Ainsi donc, là où Descartes aurait dit que je suis certain que c’est « moi qui ait des démangeaisons », Hume n’observe que les démangeaisons elles-mêmes. Le moi — l’ego cartésien — est une entité entièrement mystérieuse. Nous n’observons aucune entité de ce genre « ayant » des démangeaisons, des migraines ou des perceptions visuelles, etc., nous observons seulement les démangeaisons, les migraines, ou les perceptions visuelles elles-mêmes. Il est très difficile de parler d’influences directes de Hume sur Wittgenstein ; mais les idées de Hume, que nous venons d’esquisser, /142/ ont été si bien reprises et véhiculées par la tradition qu’on n’a guère de peine à les retrouver dans le Tractatus. En 5.631, Wittgenstein écrit : « Le sujet qui pense ou développe des idées n’existe pas. Si j’écrivais un livre intitulé Le Monde tel que je l’ai trouvé... c’est la seule chose dont il ne saurait être question dans ce livre. » Et il enchaîne en expliquant (5.632 et 5.633) : « Le sujet n’appartient pas au monde, il constitue plutôt une limite du monde. Où trouverait-on un sujet métaphysique dans le monde ? Vous direz que l’œil et le champ visuel sont exactement dans le même cas. Mais en vérité vous ne voyez pas l’œil. Et rien dans le champ visuel ne vous autorise à déduire qu’il est vu par un œil. »

Que l’influence soit directe ou indirecte, Wittgenstein est influencé ici par la manière typiquement humienne d’aborder la question du moi, tout comme en 5.135, 5.136, 5.1361, 5.1362 (et dans les paragraphes 6.362 à 6.372), il écrit sous l’influence du scepticisme humien en matière de causalité et d’induction. De fait, nier qu’on puisse jamais trouver un sujet dans le monde, et conclure (5.631) qu’un tel sujet n’existe pas, c’est être en plein accord avec Hume. Dans ces passages, le seul signe de divergence par rapport à la conception humienne apparaît en 5.632, lorsque Wittgenstein suggère que, finalement, parler de sujet est peut-être légitime, mais au sens d’une mystérieuse « limite » du monde, et non pas d’une entité qui en ferait partie.

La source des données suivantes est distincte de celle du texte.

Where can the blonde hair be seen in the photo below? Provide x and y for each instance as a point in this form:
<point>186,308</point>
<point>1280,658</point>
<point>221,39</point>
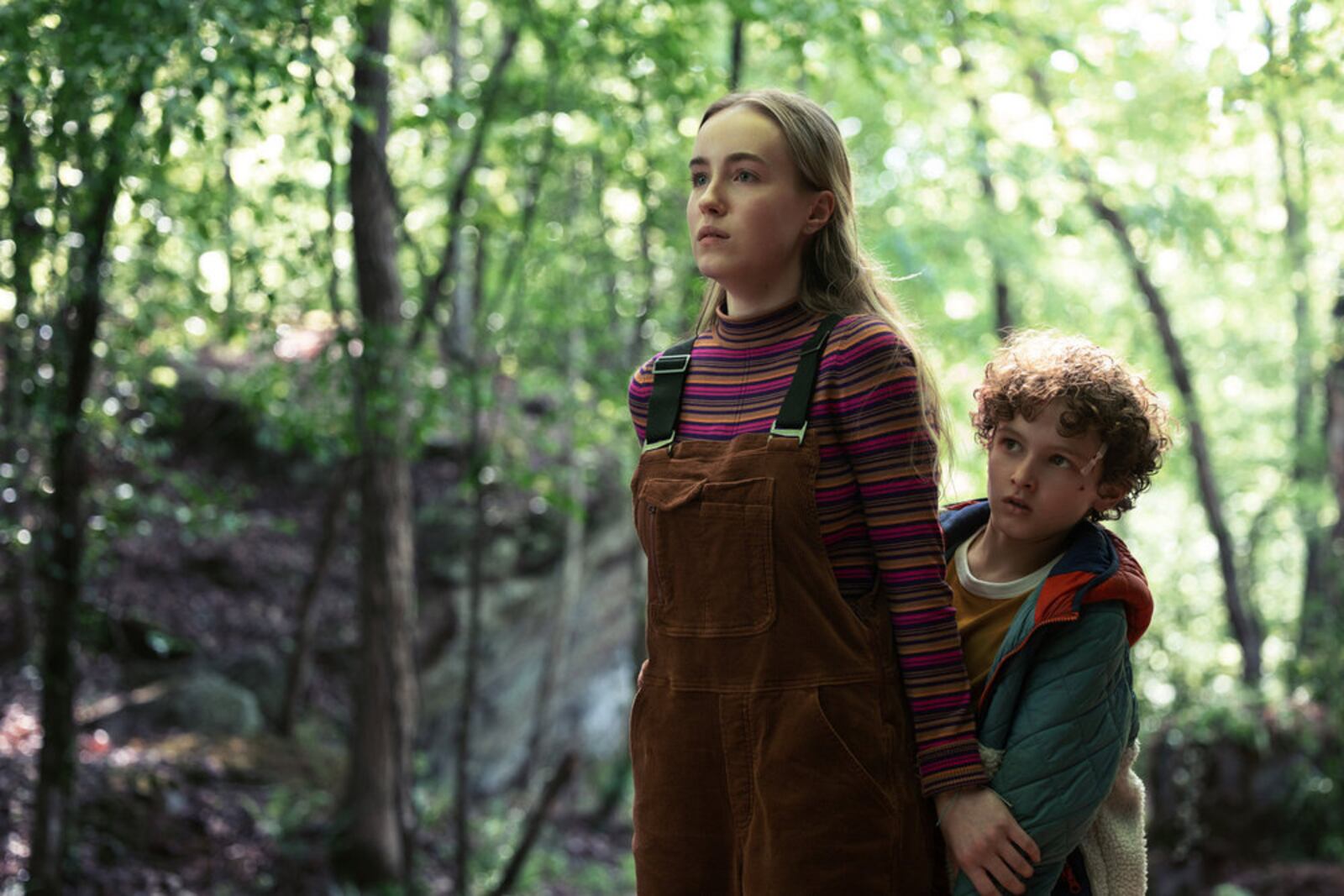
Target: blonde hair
<point>837,275</point>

Wittgenstein revient sur cette question dans plusieurs écrits, conférences ou discussions de la fin des années 20 et du début des années 30, période qu’on considère d’ordinaire comme un moment de transition entre la « première » philosophie du Tractatus et la « dernière » philosophie des Investigations. Dans son /143/ analyse des conférences de Cambridge des années 1930-1933, Moore note que Wittgenstein « dit que “de même qu’aucun œil (physique) n’est impliqué dans la vision, aucun Ego n’est impliqué dans le fait de penser ou d’avoir une rage de dents” ; et il cite, en l’approuvant apparemment, la formule de Lichtenberg : « Au lieu de dire “je pense”, nous devrions dire “ça pense” (“ça” étant utilisé, ajoutait-il, comme “Es” dans “Es blitzet”) ; et en disant cela il entendait, à mon sens, quelque chose d’analogue à ce qu’il disait de l’œil du champ visuel, à savoir que ce n’est nullement quelque chose qui est dans le champ visuel ». Dans les Remarques philosophiques, au § 58, Wittgenstein imagine un lan­gage dans lequel « J’ai une rage de dents » est remplacé par « Il y a une rage de dents », et où « je pense » devient « ça pense », comme le suggérait Lichtenberg.